Arguably, F&G was the most influential work of comedy in both TV and the movies. It lasted only one season, but its character-based offbeat humor informed the single-camera comedies that (creatively anyway) dominated sitcoms. And it set the tone for the big-screen comedies through which executive producer Judd Apatow, cast member Seth Rogen et al. would dominate Hollywood. Under it all, though, were 18 episodes (most of them aired in 2000) of a sweet, uncomfortable, and impeccably realized story about growing up awkward in the Midwest. (Unlike many brilliant-but-canceled shows, it managed to end with closure for its central story, the coming-of-age of moody, brainy teen Lindsay Weir.) Like the high-school misfits and burnouts it celebrated, F&G never captured the big prizes, but every episode it aired was a victory.
Arrested Development

No unanimated sitcom ever packed its jokes as tightly as Arrested Development: this was comedy so dense and hard it could scratch a diamond.

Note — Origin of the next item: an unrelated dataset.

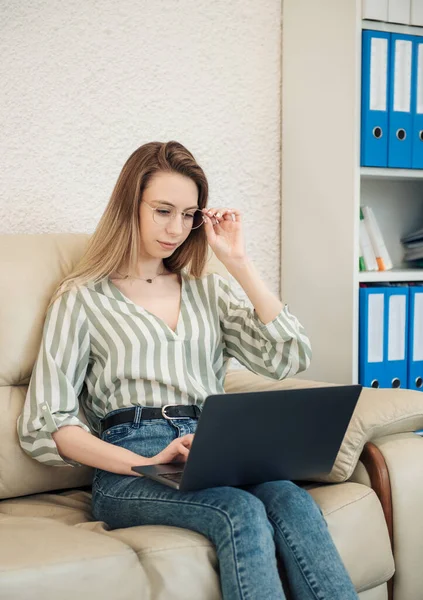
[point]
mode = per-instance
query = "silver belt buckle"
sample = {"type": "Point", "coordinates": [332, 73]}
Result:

Creator Mitch Hurwitz assembled a Delta Force-level squad of character actors to tell the story of the marvelously dysfunctional Bluth family, forced to get off the gravy train and walk after their kleptocratic patriarch is busted for corporate crime. Over three seasons, AD became a sharp satire of everything from the Enron scandal to the war in Iraq, but its prickly comedy had a sweet emotional center. A marvel of wordplay and layered comedy, it will be the measuring stick of sitcoms for years to come.